Não foi tão difícil como eu esperava. Aprendi a ler e a escrever com nove anos. Pena que não aprendi antes. A leitura era a minha maior fonte de conhecimento e de prazer. Encontrava livros de todos os gêneros jogados nas lixeiras. Selecionava os que me interessavam. Vários galhos da árvore viraram a minha biblioteca. Viajei pelo mundo com os livros de Geografia, História e os infantis. Comecei a ler tão bem que virei o contador de histórias da casa.

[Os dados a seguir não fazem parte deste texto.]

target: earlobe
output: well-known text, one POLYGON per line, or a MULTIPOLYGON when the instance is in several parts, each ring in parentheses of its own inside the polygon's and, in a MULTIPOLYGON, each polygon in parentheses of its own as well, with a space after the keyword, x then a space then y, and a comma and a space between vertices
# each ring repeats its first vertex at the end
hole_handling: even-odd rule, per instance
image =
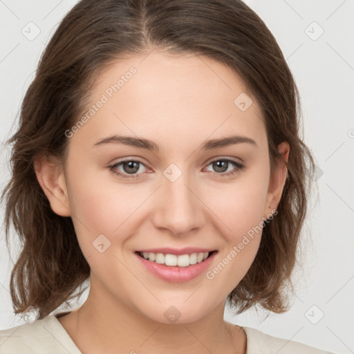
POLYGON ((41 154, 35 157, 34 167, 37 179, 52 210, 61 216, 71 216, 65 175, 60 162, 41 154))
POLYGON ((274 209, 277 209, 281 198, 283 189, 288 176, 288 169, 284 162, 287 162, 289 158, 289 143, 286 141, 282 142, 279 145, 277 150, 281 155, 282 160, 278 160, 277 166, 270 176, 267 201, 265 205, 266 214, 269 213, 268 208, 270 205, 273 206, 274 209))

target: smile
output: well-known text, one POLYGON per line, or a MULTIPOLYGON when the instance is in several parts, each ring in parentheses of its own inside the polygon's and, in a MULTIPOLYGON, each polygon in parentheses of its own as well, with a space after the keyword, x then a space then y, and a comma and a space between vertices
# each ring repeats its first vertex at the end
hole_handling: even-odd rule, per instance
POLYGON ((144 258, 145 259, 147 259, 151 262, 156 263, 158 264, 165 264, 165 266, 170 267, 188 267, 189 266, 203 262, 207 259, 207 258, 211 256, 213 252, 215 252, 216 251, 212 251, 180 255, 171 254, 164 254, 163 253, 153 253, 147 252, 138 252, 138 254, 139 254, 139 256, 144 258))

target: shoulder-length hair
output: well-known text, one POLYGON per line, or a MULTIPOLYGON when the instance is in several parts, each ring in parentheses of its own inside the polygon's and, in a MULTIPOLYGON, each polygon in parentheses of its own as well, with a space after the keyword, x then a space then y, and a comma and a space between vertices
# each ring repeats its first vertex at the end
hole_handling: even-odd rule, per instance
POLYGON ((64 161, 64 132, 85 111, 100 71, 155 48, 207 56, 241 77, 264 118, 271 171, 281 158, 277 145, 289 142, 278 214, 264 223, 255 259, 227 297, 237 313, 257 304, 273 312, 288 310, 283 290, 297 263, 308 172, 315 164, 299 137, 299 95, 276 39, 241 0, 82 0, 48 44, 23 100, 19 129, 8 140, 13 147, 12 176, 1 196, 6 242, 12 222, 22 245, 10 278, 15 314, 32 306, 44 318, 77 296, 90 274, 71 218, 53 212, 37 181, 35 157, 46 153, 64 161))

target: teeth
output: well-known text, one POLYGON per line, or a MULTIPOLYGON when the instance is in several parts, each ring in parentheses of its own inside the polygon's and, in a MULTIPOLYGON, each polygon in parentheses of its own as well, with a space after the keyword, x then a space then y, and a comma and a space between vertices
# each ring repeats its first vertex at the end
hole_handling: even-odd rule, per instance
POLYGON ((165 264, 169 266, 188 267, 192 264, 196 264, 205 260, 209 256, 209 252, 192 253, 192 254, 164 254, 163 253, 153 253, 144 252, 140 254, 145 259, 158 264, 165 264))

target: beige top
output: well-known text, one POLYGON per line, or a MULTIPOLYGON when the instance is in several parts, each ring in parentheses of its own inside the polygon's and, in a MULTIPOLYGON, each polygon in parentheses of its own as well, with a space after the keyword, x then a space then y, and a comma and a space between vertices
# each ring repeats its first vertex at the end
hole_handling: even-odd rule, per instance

Aos onze anos comecei a escrever as minhas histórias voltadas para o gênero fantasia. Fiz umas economias, com o dinheiro arrecadado no semáforo, e comprei caderno, lápis, canetas e borracha. O meu primeiro livro, O outro lado do mundo, vendeu 121 cópias, todas escritas à mão. É um trabalho bem artesanal. Dedico boa parte do meu dia trabalhando nele.
Era uma tarde fria de domingo. A Cristal estava inquieta. Não desgrudava de mim nem por um segundo. Não queria comer e tampouco beber. Senti que ela estava nos deixando aos poucos. Deitei ao lado dela, abri o meu livro, e comecei a lê-lo. Ela foi ficando mais calma. Cheguei bem perto dela e falei:
̶ Você cumpriu a sua missão. Eu estou bem. Acabei de completar doze anos. Já estou crescidinho. Quando chegar a sua hora pode ir em paz.
Ela balançou o rabinho e deu seu último latido. Olhei no relógio da praça. Eram vinte horas e três minutos. Eu a enterrei no pé da árvore de Marmelo. Ela é o meu lar e sempre será. Sou feliz morando ao ar livre, em contato direto com a natureza, e olhando para o céu e as estrelas. Seguirei a vida escrevendo ao lado da Cristal e da Mona.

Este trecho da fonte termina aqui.